Fuscas
Andar a pé, caminhar, andarilhar, prestar atenção no universo ao nosso redor permite a gente descobrir muitas coisas que, via de regra, nos passam despercebidas...
Daí que os fusquinhas fazem parte de nossas histórias... Meu irmão Tito teve um 62, 1200cc, azul calcinha, e minha mãe teve um 66, já 1300cc, marrom, mas ainda de 6 volts... Cada vez que ela ligava o rádio à noite o farol praticamente sumia... O apelido dele era “Risadinha" graças ao adesivo de uma oficina de funilaria cujo dono era o Risadinha...
Por conta disso – e acho que hoje ele está voltando à moda –, peguei esse hábito de farejar ao longe um exemplar do velho projeto da VW alemã... Estão sempre parados, mas sempre sinalizando uma direção... É só dar a partida e uns irão e outros virão...
Fusca é legal mesmo!
imagens de Ribeirão, Sampa, Sanzé, Ouro Preto, Farroupilha e Casa Branca entre 2016 e a semana passada...
[Fernando Mascaro]
Gordinis
As fotos dos fuscas tiradas ao longo dos anos e a história contada por Fernando Mascaro em postagem no Facebook me fizeram recordar um causo da minha adolescência. Não morava mais em Araraquara, mas nas férias encontrei lá um primo paulistano muito metido, que lembrava o tempo todo as caipirices de cada ato, fala e pensamento de nós interioranos, comentários que me soavam sempre como ofensivos. Foi anteontem, mas parece hoje.

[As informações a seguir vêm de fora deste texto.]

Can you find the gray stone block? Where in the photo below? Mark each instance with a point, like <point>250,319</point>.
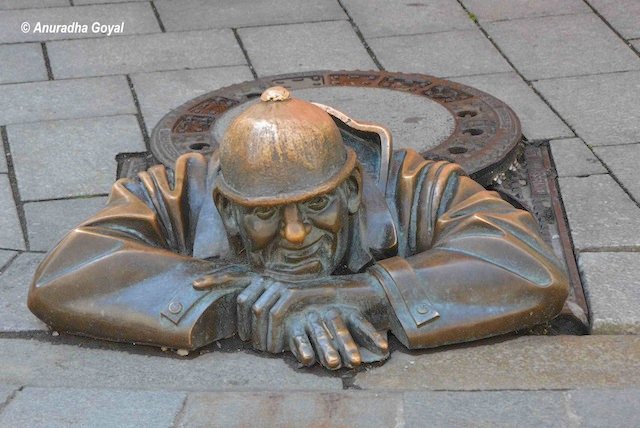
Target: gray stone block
<point>499,10</point>
<point>556,46</point>
<point>485,409</point>
<point>48,222</point>
<point>611,283</point>
<point>160,92</point>
<point>623,15</point>
<point>201,14</point>
<point>623,162</point>
<point>601,216</point>
<point>21,63</point>
<point>138,18</point>
<point>66,158</point>
<point>14,284</point>
<point>537,119</point>
<point>304,47</point>
<point>573,158</point>
<point>277,409</point>
<point>524,363</point>
<point>415,122</point>
<point>608,408</point>
<point>65,99</point>
<point>51,408</point>
<point>38,363</point>
<point>10,231</point>
<point>448,54</point>
<point>149,52</point>
<point>29,4</point>
<point>5,257</point>
<point>602,109</point>
<point>391,18</point>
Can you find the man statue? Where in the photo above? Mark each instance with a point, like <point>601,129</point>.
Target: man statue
<point>285,238</point>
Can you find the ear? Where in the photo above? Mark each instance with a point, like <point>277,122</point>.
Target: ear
<point>354,189</point>
<point>226,211</point>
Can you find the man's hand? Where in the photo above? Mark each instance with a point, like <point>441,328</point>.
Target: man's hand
<point>325,312</point>
<point>231,276</point>
<point>339,336</point>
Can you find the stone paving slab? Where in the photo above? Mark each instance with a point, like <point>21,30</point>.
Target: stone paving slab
<point>65,158</point>
<point>5,257</point>
<point>500,10</point>
<point>21,63</point>
<point>556,46</point>
<point>277,409</point>
<point>537,119</point>
<point>50,364</point>
<point>602,109</point>
<point>29,4</point>
<point>150,52</point>
<point>524,363</point>
<point>447,54</point>
<point>392,18</point>
<point>305,47</point>
<point>14,284</point>
<point>612,408</point>
<point>138,18</point>
<point>65,99</point>
<point>10,231</point>
<point>623,15</point>
<point>601,216</point>
<point>160,92</point>
<point>624,162</point>
<point>201,14</point>
<point>48,222</point>
<point>612,286</point>
<point>574,159</point>
<point>54,407</point>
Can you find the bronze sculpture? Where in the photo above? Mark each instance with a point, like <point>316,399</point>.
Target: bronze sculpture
<point>297,241</point>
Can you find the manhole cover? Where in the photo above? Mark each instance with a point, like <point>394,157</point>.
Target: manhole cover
<point>439,118</point>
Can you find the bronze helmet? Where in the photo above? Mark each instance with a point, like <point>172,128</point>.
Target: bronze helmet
<point>282,150</point>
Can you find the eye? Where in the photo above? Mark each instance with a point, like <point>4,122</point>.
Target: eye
<point>318,203</point>
<point>264,213</point>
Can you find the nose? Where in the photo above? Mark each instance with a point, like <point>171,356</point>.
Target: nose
<point>294,230</point>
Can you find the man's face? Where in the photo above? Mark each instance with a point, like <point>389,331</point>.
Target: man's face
<point>307,239</point>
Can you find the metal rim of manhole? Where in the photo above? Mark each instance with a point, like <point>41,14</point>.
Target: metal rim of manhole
<point>484,141</point>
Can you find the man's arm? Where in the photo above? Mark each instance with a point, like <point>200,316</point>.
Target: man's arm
<point>471,265</point>
<point>126,273</point>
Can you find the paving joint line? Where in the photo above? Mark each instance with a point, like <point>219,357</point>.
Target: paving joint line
<point>157,15</point>
<point>10,398</point>
<point>8,263</point>
<point>13,181</point>
<point>495,45</point>
<point>183,410</point>
<point>244,52</point>
<point>47,62</point>
<point>360,36</point>
<point>66,198</point>
<point>616,32</point>
<point>142,125</point>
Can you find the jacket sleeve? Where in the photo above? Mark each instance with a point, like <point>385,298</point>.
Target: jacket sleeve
<point>126,273</point>
<point>469,266</point>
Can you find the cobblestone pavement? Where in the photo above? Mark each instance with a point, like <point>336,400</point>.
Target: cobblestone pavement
<point>70,102</point>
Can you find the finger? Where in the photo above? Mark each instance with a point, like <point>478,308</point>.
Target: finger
<point>342,338</point>
<point>326,352</point>
<point>222,280</point>
<point>289,299</point>
<point>300,345</point>
<point>367,335</point>
<point>244,302</point>
<point>260,317</point>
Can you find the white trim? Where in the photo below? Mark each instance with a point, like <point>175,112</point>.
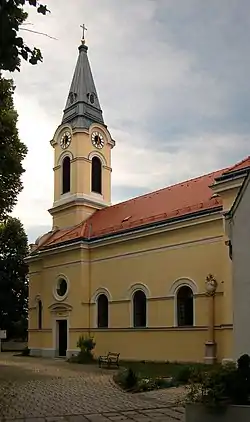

Meu primo – que fica aqui no ostracismo pois brilhou além do que precisava, ou do que eu suportava – vem com mais uma e me diz que todos os gordinis do mundo se mudaram para minha terrinha, o que eu contesto de pronto. Mas, por honestidade intelectual – ou para ter elemento factual para esfregar na cara do petulante – resolvo contar nas ruas, avenidas e alamedas da cidade o carrinho popular de origem francesa, licenciado e fabricado no Brasil pela Willys.
Com quatro portas, pequenino ao ponto de parecer magia a presença de quatro pessoas no seu interior, quadradinho, mas com todas as arestas arredondadas como pede a estética aerodinâmica da época, imitou e tentou concorrer com o fusca de origem alemã. Já fora de linha, resta o estigma de ser chamado de “leite Ninho”, que “derrete sem bater”, alcunha e slogan que lhe foram decalcados pelos adeptos do resistente carro alemão.
Pego o trólebus – a cidade se orgulha de ter cem por cento de seu transporte público feito por ônibus elétrico – e vou da Vila Xavier, onde moram meus pais, para Santa Angelina, bairro distante onde se localiza o Clube 22 de Agosto, frequentado pela classe média baixa, que não tem grana e status para ser sócia dos clubes Araraquarense e Náutico.
Começam a aparecer os gordinis, um ou dois por quadra, sempre estacionados, sem exceção. O número logo ultrapassa a dezena e quase chega à centena. À noite, no jantar, reencontro meu primo, com o sorriso de superioridade escancarado na cara de janota – e esqueci de mencionar que era mais velho do que eu, se achava inteligente, bonito e irresistível naquela terra de botocudos, o que era confirmado o tempo todo pelo assédio nada constrangido das colegiais do bairro.
Sentamos à mesa para o jantar e ele logo cutuca a ferida e me pergunta se eu reparara nos gordinis. Com toda a altivez e desdém que sou capaz de emprestar, respondo que não tinha visto nenhum durante o dia inteiro.
Araraquara já não tem trólebus, eu já não tenho pais, mas os fuscas de Fernando Mascaro reviraram minha memória e esse dia ressurgiu como se fosse hoje.
[Abilio Guerra]
sobre os autores
Fernando Mascaro é arquiteto e observador desespecializado.
Abilio Guerra é arquiteto, professor e editor de arquitetura.